Dennis Schopf of Schopf’s Hilltop Dairy in Carlsville said he farms his own 600 acres and rents considerably more land from others.

“The letter that went out, it kind of pointed fingers,” Schopf said, adding that he took about 15 phone calls from people he rents land from who received the letter.

“The letter made it sound as if farmers did wrong and weren’t doing plans right,” Schopf said. “We’re not here to pollute wells and create problems. We’re here to produce food for everybody and we do it as safe as we can.”

Schuster pointed out that he and his staff have been working on this for several months, including talking with planners for large farms, after the “very disappointing” results of the audit.

“We realized we had a bigger problem than we knew we had in the past,” Schuster said.

He also said nothing in the process has changed. Farmers know they have to have a nutrient management plan filed by April 1.

“What’s really changed is our finding out the deficiency of nutrient management planning in Door County,” Schuster said.

While he said he is willing to take responsibility where it is due, “I am not going to stand in front of a group of people with bad wells and say I didn’t use all my authority.”

While the department does not have the staff to audit every nutrient management plan that is submitted, Schuster said the department would conduct “focused audits” of nutrient management plans based on total volume of manure. He said six plans would undergo the focused audit this year.

“If they come in significantly incorrect, we will reject them. We’re hoping that doesn’t happen,” Schuster said. “We want compliance, not enforcement.”

Schuster also brought up again the January Wisconsin Supreme Court ruling that found once manure leaves the field and enters the aquifer, it is a pollutant. The ruling overturned a 2013 2nd District Court of Appeals ruling that manure is considered a nutrient, not a pollutant.

The case involved a Washington County farm couple and neighbors whose well was contaminated by liquid manure. The farm couple filed a claim with their insurance company to compensate their neighbors for the tainted well, but the insurance company balked, saying its policy excluded coverage for damage caused by pollutants.

What this means, Schuster said, is that almost all normal liability insurance excludes pollutants, which makes the landowner and farmer responsible for the cost of tainted wells.

He said the insurance industry responded to the ruling by offering environmental insurance to farmers. However, Door County was excluded from coverage, he said, because of the higher than average groundwater risk due to shallow soils and fractured bedrock.

Schuster said he explained to insurance industry officials that his office has stepped up its watchdog role of nutrient management plans, and they were willing to offer environmental insurance policies to Door County farmers.

“After discussing our problem, they are now open to having insurance in Door County.

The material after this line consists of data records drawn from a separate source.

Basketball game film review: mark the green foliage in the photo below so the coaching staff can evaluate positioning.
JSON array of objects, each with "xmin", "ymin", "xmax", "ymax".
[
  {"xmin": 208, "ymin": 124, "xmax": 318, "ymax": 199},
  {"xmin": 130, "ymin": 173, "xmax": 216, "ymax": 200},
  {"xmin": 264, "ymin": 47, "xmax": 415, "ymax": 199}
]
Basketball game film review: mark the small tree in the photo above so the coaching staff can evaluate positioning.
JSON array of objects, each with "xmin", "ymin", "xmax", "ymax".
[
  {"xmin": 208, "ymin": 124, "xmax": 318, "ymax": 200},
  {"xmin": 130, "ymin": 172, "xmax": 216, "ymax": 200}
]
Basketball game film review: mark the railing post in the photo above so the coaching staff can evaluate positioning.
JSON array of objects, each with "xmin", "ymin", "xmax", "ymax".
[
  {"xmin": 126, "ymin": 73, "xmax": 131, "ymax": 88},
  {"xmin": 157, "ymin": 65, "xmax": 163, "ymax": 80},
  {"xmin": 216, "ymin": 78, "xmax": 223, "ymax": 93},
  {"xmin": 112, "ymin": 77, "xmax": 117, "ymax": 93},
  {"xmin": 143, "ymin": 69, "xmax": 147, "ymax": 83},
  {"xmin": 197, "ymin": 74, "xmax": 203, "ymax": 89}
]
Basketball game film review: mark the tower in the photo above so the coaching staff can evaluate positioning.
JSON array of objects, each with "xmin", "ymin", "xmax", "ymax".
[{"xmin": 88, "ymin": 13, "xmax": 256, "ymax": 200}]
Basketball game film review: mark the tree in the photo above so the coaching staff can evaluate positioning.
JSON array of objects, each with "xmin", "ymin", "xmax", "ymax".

That’s good news!” Schuster said.

Because so much farmed land is rental property, Schuster is also leading a charge to make landowners aware that they are as responsible as the farmers for what takes place on their land. With the assistance of Corporation Counsel/Interim Administrator Grant Thomas, the department has come up with a sample cropland rental agreement with conservation options (available online at map.co.door.wi.us/swcd).

Schuster said the reasoning behind offering the sample land agreement was that it seemed many landowners were unaware of their responsibilities. He said he had landowners yelling at him, asking why he didn’t make farmers do things right on their land.

“My answer has been for a while, ‘It’s your land. If you want something done or not done, make that part of the rental agreement. Don’t be unhappy with me. Provide them with a lease agreement with options.’

“The landowner, in most of this, is first in line for potential liability and enforcement,” Schuster said. “We want to make sure that landowners are aware of their responsibility.”